最も知られるのはウェルギリウス『農耕詩』の一挿話である。飼っていた蜜蜂が病んで全滅した彼が母に相談すると、変幻自在の海神プローテウスを縛って理由を聞き出せと教えられる。姿を次々に変えて逃れようとするプローテウスを組み伏せて聞き出した答えは、こうであった——かつて彼が恋を仕掛けたエウリュディケーは、逃げる途中で毒蛇に噛まれて死んだ。オルペウスとニュンペーたちの恨みが蜂を殺しているのだと。
彼はドリュアスたちに牛を捧げ、九日の後に同じ場所でエウリュディケーとオルペウスを慰める犠牲を捧げた。すると牛の死骸から蜂の群れが飛び立った。腐肉から蜜蜂が生じるというこの信仰はブーゴニアと呼ばれ、古代の農書にも実際の技法として記されている。神話が農事の手引きに接続している珍しい例である。
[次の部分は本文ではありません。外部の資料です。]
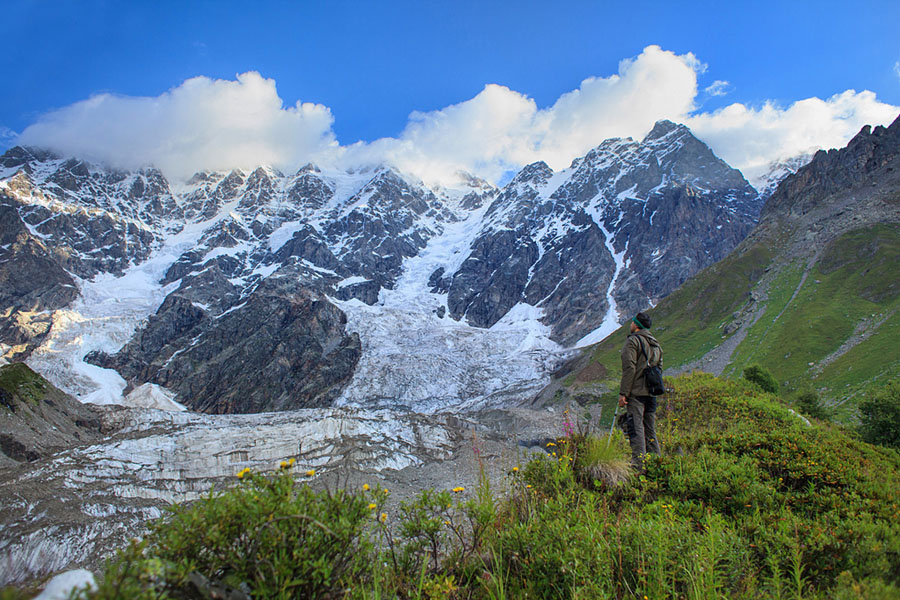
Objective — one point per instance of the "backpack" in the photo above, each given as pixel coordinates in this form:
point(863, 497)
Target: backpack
point(652, 374)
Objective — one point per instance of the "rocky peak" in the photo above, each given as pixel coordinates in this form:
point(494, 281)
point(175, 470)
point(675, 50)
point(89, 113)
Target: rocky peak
point(536, 173)
point(23, 156)
point(833, 171)
point(666, 129)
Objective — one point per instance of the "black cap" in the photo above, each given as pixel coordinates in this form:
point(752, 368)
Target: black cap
point(644, 320)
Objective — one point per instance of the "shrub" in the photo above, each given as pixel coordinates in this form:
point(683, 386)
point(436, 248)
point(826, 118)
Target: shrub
point(880, 417)
point(602, 461)
point(762, 378)
point(268, 537)
point(811, 405)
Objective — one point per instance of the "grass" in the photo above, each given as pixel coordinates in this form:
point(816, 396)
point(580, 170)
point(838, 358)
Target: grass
point(690, 322)
point(747, 501)
point(17, 379)
point(854, 281)
point(807, 336)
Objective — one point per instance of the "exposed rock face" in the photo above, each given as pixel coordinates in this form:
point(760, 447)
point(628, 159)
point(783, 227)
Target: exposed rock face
point(778, 171)
point(37, 419)
point(31, 283)
point(835, 172)
point(665, 206)
point(280, 350)
point(255, 264)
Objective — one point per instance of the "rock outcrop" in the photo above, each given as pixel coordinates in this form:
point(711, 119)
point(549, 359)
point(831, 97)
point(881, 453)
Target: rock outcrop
point(37, 419)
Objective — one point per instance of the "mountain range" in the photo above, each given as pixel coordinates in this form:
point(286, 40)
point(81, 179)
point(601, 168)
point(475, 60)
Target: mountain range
point(394, 326)
point(233, 291)
point(812, 294)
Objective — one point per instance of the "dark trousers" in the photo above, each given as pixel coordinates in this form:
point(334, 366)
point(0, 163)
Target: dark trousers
point(640, 425)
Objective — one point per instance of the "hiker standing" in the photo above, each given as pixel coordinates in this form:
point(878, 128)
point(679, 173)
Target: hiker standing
point(641, 350)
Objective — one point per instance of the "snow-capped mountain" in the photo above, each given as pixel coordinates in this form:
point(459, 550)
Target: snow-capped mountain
point(777, 172)
point(249, 292)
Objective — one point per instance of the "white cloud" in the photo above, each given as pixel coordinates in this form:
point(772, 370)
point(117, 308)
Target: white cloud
point(501, 129)
point(751, 138)
point(7, 135)
point(718, 88)
point(201, 124)
point(218, 124)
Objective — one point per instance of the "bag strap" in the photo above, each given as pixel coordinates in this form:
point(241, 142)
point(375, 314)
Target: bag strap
point(644, 352)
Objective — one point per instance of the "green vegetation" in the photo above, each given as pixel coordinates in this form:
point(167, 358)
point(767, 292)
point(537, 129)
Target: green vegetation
point(758, 376)
point(880, 416)
point(830, 327)
point(747, 502)
point(853, 290)
point(691, 321)
point(17, 379)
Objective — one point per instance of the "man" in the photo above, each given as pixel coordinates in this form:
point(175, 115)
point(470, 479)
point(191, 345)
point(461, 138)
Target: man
point(640, 349)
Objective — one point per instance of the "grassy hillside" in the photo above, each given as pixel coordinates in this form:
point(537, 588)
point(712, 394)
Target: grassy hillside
point(748, 501)
point(831, 325)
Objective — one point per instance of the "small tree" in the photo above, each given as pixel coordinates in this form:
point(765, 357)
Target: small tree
point(880, 416)
point(759, 376)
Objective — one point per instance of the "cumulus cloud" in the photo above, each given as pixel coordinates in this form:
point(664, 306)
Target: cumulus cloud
point(201, 124)
point(7, 135)
point(501, 129)
point(751, 138)
point(216, 124)
point(718, 88)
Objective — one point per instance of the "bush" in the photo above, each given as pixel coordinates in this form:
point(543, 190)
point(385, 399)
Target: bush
point(809, 404)
point(748, 503)
point(268, 537)
point(757, 375)
point(880, 417)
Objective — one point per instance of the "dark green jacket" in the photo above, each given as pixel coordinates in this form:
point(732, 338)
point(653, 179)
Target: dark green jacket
point(634, 362)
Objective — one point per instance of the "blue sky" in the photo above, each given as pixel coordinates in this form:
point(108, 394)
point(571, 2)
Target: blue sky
point(371, 64)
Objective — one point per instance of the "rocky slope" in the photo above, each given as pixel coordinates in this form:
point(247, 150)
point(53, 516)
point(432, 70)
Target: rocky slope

息子アクタイオーンの横死を悲しんだ彼はボイオーティアを離れ、リビュアからサルディニアへ渡って土地の開発に従事し、シケリアにオリーブ栽培を伝えた。最後はトラーキアでディオニューソスの密儀に加わり、ハイモス山の上で姿を消したという。
図像と象徴
古代の確実な作例は乏しい。ボイオーティアの陶器に有翼の若者として描かれた人物を彼とみる説があるが、北風の子ボレアダイの図像と区別がつかず、同定は確定していない。技術を伝える神は、持物として何を持たせるかが定まりにくい。
本ページの主画像は1531年頃のウルビーノ産マヨリカの杯(フランチェスコ・クサント・アヴェッリ)で、エウリュディケー、アリスタイオス、オルペウスの三者を描く。古代の作例ではなく、ウェルギリウスを読んだルネサンスの解釈である。近世以降の美術がこの神から選んだのは技術の伝授ではなく、蜂を失って嘆く姿であった。19世紀フランスの彫刻や絵画にも「蜂を悼むアリスタイオス」の作例が集中している。
系譜と関係
父アポローン、母キューレーネー。妻はカドモスとハルモニアーの娘アウトノエー。子はアクタイオーンと、ディオニューソスの乳母を務めたマクリス。サルディニアではカルモスとカリカルポスをもうけたとも伝えられる。
エウリュディケーの夫オルペウスを、同じアポローンの子として彼の異母兄弟とする系譜もある。その場合、彼が原因となった死の報いを兄弟から受けることになる。
文化的足跡
母の名を負うキュレーネー(現リビア)は、アポローンが彼女を運んで築かせたとされる都市である。この都市の銀貨には薬草シルピウムとともに神々が刻まれ、アリスタイオスもその一柱として現れる。
カール・ケレーニイは彼を「第二のアポローンにして小ゼウス」と呼び、ゼウスの称号メイリキオス(蜜のような)との関わりを論じた。名が称号に由来し、複数の土地の神格が一つに束ねられているという理解は、今日の研究でもおおむね共有されている。